Deep learning methods provide excellent performance when sufficiently large annotated data is available. But their performance degrades when the models are applied to different target domains with very different data distributions as compared to that of the source domain. There are many techniques that cater to this problem, such as transfer learning, domain adaptation, few-shot learning, and meta-learning.
In this tutorial, we discuss these techniques with a methodical analysis of meta-learning. Meta-learning works in a manner similar to how humans take in a handful of examples and learn new skills very quickly and efficiently. Therefore, meta-learning focuses on speeding the few-shot learning method. Generally, data-level and parameter-level approaches are considered when solving a few-shot learning problem. Meta-learning is one of the parameter-level approaches. In this tutorial, we will also cover various approaches to meta-learning.
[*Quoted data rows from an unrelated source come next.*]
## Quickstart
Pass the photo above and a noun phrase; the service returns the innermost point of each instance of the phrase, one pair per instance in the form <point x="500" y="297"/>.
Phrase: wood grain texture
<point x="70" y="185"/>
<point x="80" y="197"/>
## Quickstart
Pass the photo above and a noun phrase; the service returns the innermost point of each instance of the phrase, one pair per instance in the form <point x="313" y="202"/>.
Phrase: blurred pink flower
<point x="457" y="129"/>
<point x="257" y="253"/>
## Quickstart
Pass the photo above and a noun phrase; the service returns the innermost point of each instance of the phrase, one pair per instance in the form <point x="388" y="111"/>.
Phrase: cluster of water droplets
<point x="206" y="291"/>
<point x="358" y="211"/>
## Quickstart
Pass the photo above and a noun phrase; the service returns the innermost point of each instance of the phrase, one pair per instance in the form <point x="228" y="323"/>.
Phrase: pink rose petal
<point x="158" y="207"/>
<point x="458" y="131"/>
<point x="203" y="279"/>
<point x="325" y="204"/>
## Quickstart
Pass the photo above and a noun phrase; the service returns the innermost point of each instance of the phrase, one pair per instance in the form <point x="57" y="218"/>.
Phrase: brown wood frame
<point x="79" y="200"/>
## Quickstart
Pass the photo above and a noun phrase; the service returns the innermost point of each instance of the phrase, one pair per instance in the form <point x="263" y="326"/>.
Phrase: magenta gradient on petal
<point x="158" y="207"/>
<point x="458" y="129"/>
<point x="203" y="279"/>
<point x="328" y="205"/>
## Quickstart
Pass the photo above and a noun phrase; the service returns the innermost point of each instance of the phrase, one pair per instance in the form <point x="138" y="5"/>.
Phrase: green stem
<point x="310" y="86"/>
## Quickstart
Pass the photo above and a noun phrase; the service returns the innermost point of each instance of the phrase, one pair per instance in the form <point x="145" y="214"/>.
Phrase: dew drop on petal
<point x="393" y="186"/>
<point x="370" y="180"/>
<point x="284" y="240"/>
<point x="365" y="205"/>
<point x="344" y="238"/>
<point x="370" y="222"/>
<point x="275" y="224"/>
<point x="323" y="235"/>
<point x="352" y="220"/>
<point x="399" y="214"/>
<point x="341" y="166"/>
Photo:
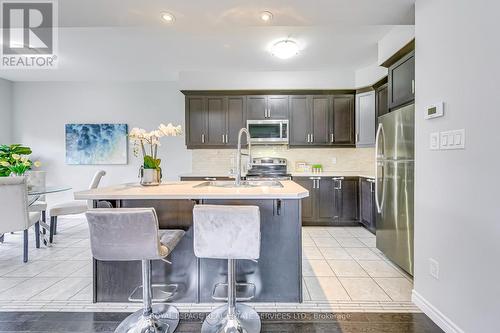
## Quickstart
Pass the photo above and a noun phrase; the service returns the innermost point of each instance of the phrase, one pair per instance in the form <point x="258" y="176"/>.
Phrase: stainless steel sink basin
<point x="243" y="184"/>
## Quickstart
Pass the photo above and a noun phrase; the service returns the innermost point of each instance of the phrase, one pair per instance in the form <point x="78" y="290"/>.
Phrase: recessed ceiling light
<point x="266" y="16"/>
<point x="285" y="49"/>
<point x="168" y="17"/>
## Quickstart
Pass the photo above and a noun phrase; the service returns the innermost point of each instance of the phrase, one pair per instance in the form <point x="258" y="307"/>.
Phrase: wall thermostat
<point x="434" y="111"/>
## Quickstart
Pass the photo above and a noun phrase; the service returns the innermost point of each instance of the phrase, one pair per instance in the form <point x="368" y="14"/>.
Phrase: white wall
<point x="335" y="79"/>
<point x="41" y="109"/>
<point x="5" y="111"/>
<point x="367" y="76"/>
<point x="398" y="37"/>
<point x="457" y="211"/>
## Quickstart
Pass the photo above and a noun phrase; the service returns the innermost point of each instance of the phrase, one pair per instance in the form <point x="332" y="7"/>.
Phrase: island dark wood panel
<point x="276" y="275"/>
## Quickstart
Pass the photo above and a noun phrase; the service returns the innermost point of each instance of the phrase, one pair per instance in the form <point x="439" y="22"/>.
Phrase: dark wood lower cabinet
<point x="331" y="201"/>
<point x="367" y="212"/>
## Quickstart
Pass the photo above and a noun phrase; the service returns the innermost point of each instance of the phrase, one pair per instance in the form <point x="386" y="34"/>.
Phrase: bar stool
<point x="228" y="232"/>
<point x="126" y="234"/>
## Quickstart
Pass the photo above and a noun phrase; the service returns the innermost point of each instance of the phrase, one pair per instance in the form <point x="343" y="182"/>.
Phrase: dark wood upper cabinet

The tutorial is targeted toward those who wish to gain comprehensive insight and practical experience in applying meta-learning for fast adaptation. We show applications of these techniques through Jupyter notebooks, demonstrating how core concepts can be translated into empirical work. For those who are new to this area, we will provide a hands-on session and online pedagogical guide that can serve as the basis for fostering future research. We hope to convey a comprehensive understanding of recent advances and current state-of-the-art approaches to those who have prior knowledge of the areas. We would expect some basic experience in the execution of Jupyter notebooks and some basic knowledge of concepts related to machine learning as a prerequisite for participation.